Sometimes I scroll social media for a topic of conversation if the chat's stagnated a bit between DP and I. Anything from "look at this silly dog" to "what the hell is in the news now". Obviously getting out the phone mid-conversation is a bit rude though.
What do you want to talk about? When you're with loud extroverts or big talkers you can sometimes feel they control every single conversation but if you want to chat about something else you just have to go for it.
Personally I like to share anecdotes of what people I know have been up to, DP is less into it, our best conversations are about politics and arty stuff.
Talking about "us" or "family plans for the future" is not really casual relaxing chat to me, it's a Serious Conversation to bring up when neither of us needs to unwind and I'd rather not have those Serious Conversations that much.
You need to ban certain subjects as it’s winding you up.
I won’t go into why, but I no longer entertain any talk of my DH’s mother as the whole situation winds me up.
You two need to do some thing else together, you are understandably bored. What about a board game night or something ?
I think there is more to it....he talks and expects you to listen. You try to contribute to the conversation and he is not interested in what you have to say. It may have something to do with the lockdown situation...but maybe not.
I think I can see this from both sides.
Everyone is bored and have little to talk about.

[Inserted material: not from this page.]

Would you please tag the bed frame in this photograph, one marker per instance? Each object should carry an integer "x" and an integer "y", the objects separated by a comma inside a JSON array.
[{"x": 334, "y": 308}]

Why not watch a film or series together and no phones. That way he isn't telling you about his friends parents problems or whatever (my dh is a little bit like this but he knows as I say 'oh I don't know those people or they are of a different generation)
How often do you want to discuss your relationship or future plans?
I perhaps could have expanded a little yesterday but I was feeling emotional. I think what upset me was that, when I challenged him and said "you've just started a conversation and now I'm contributing, you're rudely scrolling social media."
To which he sighed and shrugged his shoulders and carried on scrolling. I was feeling a bit emotional yesterday (don't want to deviate as to why) and I became tearful. He was sat right next to me in bed, looked at me, could see I was tearful and continued scrolling his SM feed.
I then asked him to leave as the whole situation just made me feel weird. I'd said him ignoring me had upset me, he shrugged it off and sighed, then continued ignoring me when I became further upset by his reaction.
I guess my point about the boring topics of conversation was that, despite me not wanting to talk abouy what he does, I'm still making the effort to listen and respond and then he treats me like I don't matter. Seems such a tiny thing, but for some reason, it has really upset me.
I think there is pent up frustration on both sides probably the same as a lot of us. When you are feeling less upset I'd tell him how his lack of interest made you feel. If your marriage is generally good I would just put this down to the horrible situation we are all in and make allowances for his behaviour. I've noticed myself and my husband have peaks and troughs - we're happily married but last week he was demoralised in school and came home feeling mentally drained. Im sure it will work out xx
Dh ignores it if me if I get emotional
So I tend to go out and do my own thing and then talk to him when I have composed myself. Men don't like to be criticised I find. It infuriates me
Oh I do that and my daughter told me off for it, didn’t mean I wasn’t listening although I did put the phone down and apologised, just a bad habit I’ve got into.